Sales returns are displayed under gross sales and deducted to calculate net sales. Sales returns are typically recorded using an allowance method. Under an allowance method, the company estimates how many sales returns will happen during the year and book an allowance. For example, say the company reviews historical accounting data and determines that approximately 1% of purchases end up being returned. If the company has $600,000 in sales revenue for the period, it will adjust the sale returns allowance account to $6,000.
Net sales are also reported minus any sales discounts. Businesses regularly offer customers a small discount for paying invoices early. For example, a company may say that a payment is due in 30 days but will discount the balance by 2% if the customer pays within 10 days.
Sales discounts are either recorded under the gross sales discount method or the net method. Under the net method, the business assumes all customers will always take the discount and will reverse the discount account only if the customer misses the deadline. Under the gross method, the business records a sales discount only if the customer does in fact pay early. Either way, the balance of the sales discount account reduces net sales.
Any sales allowances incurred during the period are deducted from gross sales to arrive at net sales.
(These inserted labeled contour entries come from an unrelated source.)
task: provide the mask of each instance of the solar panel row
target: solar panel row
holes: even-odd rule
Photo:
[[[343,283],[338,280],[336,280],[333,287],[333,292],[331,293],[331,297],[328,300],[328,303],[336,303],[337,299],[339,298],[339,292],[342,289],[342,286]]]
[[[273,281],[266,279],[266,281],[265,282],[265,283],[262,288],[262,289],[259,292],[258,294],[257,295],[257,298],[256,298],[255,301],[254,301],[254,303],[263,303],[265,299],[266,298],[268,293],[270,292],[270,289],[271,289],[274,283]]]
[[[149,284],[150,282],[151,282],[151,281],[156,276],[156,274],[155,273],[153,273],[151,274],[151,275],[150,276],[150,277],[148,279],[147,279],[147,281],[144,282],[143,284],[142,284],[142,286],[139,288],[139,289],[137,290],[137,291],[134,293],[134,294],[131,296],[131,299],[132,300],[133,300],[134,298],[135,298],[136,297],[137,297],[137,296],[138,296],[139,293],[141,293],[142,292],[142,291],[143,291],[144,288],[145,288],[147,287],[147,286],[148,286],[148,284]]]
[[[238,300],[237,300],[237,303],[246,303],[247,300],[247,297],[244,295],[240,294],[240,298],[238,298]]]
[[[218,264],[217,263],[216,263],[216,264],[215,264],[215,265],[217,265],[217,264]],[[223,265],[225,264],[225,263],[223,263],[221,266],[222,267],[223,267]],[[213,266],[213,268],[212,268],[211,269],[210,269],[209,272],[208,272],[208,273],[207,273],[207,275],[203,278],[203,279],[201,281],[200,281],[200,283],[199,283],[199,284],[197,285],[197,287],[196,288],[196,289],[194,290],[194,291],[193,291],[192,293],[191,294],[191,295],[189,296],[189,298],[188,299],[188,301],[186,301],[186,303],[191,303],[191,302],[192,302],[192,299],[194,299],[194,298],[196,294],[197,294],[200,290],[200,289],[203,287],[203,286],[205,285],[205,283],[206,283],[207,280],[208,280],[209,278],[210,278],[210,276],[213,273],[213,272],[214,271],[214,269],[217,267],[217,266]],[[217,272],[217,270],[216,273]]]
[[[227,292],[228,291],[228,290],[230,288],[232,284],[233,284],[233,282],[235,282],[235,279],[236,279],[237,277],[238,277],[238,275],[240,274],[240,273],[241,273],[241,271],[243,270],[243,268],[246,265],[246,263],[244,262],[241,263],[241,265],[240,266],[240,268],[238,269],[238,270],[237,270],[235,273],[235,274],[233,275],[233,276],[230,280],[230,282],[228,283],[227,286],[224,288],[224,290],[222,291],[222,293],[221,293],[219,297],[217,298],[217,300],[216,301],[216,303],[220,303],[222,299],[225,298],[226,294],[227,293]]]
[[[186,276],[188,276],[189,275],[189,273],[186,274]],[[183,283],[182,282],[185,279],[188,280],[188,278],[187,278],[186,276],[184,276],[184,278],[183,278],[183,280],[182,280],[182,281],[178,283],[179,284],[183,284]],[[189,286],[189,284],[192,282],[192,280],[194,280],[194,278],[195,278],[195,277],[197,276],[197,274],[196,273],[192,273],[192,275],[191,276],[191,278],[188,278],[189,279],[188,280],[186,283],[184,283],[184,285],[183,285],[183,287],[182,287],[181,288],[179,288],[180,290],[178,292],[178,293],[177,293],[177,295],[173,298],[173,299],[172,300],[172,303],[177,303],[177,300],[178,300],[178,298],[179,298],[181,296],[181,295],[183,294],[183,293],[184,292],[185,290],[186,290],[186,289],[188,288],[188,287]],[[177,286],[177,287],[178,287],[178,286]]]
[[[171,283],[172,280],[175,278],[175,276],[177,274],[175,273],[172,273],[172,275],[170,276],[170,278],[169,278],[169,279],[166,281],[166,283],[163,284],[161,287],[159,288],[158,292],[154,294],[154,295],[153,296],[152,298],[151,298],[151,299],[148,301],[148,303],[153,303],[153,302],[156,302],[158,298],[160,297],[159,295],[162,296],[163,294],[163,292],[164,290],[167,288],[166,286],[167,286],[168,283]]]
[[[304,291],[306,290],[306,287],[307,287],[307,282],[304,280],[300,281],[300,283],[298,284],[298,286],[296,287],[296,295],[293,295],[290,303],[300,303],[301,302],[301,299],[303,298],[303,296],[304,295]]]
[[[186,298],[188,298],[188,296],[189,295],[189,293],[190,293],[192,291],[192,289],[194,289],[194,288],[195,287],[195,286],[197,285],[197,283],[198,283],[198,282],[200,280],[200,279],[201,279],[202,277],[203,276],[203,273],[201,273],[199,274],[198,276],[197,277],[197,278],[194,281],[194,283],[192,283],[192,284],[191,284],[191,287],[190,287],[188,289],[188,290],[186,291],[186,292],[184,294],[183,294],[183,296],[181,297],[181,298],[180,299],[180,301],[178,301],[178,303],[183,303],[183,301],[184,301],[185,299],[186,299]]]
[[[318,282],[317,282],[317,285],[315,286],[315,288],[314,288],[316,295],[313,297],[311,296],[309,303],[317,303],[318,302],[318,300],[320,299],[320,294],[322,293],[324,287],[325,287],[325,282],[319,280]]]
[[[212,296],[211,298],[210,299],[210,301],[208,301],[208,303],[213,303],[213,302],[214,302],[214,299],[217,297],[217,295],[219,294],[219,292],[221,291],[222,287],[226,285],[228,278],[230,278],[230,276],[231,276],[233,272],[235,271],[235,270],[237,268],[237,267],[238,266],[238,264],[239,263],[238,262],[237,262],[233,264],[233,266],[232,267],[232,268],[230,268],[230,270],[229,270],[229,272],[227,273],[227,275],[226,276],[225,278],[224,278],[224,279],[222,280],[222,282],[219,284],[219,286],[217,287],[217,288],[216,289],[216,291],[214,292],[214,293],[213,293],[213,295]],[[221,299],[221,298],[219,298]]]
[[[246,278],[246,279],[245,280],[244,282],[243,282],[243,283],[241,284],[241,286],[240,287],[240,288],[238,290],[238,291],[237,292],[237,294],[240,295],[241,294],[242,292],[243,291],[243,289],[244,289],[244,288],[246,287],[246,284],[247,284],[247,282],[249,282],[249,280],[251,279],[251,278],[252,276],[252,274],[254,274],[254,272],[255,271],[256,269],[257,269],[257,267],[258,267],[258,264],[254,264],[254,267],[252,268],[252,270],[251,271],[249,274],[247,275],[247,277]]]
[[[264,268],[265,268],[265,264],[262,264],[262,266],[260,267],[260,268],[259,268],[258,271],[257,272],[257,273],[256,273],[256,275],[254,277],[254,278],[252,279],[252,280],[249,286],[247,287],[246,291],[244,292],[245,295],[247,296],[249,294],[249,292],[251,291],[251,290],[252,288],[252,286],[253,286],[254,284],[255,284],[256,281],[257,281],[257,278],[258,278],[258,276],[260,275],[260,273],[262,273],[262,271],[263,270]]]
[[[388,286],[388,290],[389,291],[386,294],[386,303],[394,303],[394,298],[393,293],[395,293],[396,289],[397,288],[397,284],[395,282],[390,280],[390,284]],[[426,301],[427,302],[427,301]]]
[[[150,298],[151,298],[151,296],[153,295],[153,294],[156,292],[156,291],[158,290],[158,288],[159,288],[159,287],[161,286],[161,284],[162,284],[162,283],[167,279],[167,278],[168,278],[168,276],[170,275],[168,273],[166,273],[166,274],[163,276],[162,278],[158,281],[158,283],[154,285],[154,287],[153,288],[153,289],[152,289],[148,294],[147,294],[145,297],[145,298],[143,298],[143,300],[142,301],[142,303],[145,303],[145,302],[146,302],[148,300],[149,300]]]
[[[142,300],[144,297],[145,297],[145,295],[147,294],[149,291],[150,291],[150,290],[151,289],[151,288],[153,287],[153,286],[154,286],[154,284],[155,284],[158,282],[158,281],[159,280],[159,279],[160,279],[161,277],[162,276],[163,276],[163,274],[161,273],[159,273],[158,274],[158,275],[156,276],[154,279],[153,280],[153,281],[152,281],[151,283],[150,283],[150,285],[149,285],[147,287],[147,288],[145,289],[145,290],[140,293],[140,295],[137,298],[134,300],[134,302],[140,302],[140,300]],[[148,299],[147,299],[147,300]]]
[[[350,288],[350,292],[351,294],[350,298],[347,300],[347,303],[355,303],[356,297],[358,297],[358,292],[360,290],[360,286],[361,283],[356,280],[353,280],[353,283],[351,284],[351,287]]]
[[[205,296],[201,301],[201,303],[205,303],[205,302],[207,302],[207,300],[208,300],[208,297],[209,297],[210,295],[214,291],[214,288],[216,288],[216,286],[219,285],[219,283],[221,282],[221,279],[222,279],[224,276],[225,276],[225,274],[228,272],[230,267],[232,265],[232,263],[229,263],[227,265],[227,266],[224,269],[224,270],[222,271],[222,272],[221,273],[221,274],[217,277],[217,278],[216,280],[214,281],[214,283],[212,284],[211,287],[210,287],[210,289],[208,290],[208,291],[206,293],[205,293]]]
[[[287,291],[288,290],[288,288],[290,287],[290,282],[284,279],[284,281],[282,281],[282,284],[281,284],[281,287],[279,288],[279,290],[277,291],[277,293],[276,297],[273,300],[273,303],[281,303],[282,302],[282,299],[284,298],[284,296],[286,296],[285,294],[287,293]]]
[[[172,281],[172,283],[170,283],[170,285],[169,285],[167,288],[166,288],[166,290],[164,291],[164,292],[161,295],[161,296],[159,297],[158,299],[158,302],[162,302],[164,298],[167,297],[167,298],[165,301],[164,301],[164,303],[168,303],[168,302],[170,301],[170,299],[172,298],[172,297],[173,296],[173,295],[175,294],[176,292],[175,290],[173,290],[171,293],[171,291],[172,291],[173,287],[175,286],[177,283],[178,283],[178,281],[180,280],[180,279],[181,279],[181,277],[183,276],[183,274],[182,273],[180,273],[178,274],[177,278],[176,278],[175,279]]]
Sales allowances are discounts provided to customers on a one-off basis because of a quality or service issue. For example, a retailer may offer a customer a discount if she discovers a defect in a piece of the clothing she wants to purchase. Sales allowances are recorded in a contra-revenue account when the discounts are offered.
Given that the formula for calculating net sales is gross sales minus sales returns, sales discounts and sales allowances, it's relatively easy to calculate. For example, the gross sales for your business might be $10,000 for one month. To calculate the net sales, you would deduct your sales returns. If your sales returns were 1% of your gross sales, then you would deduct $100, for a total of $9,900.
Next you would adjust for sales discounts, depending on your recording method. If you use the net method and your customers took advantage of $500 worth of discounts during the month, you would be left with $9,400. Finally, you would deduct sales allowances. If you and your team provided $200 in sales allowances during the month, you would subtract that, leaving you with net sales for the month at $9,200 ($10,000-$100 in sales returns-$500 in sales discounts-$200 in sales allowances).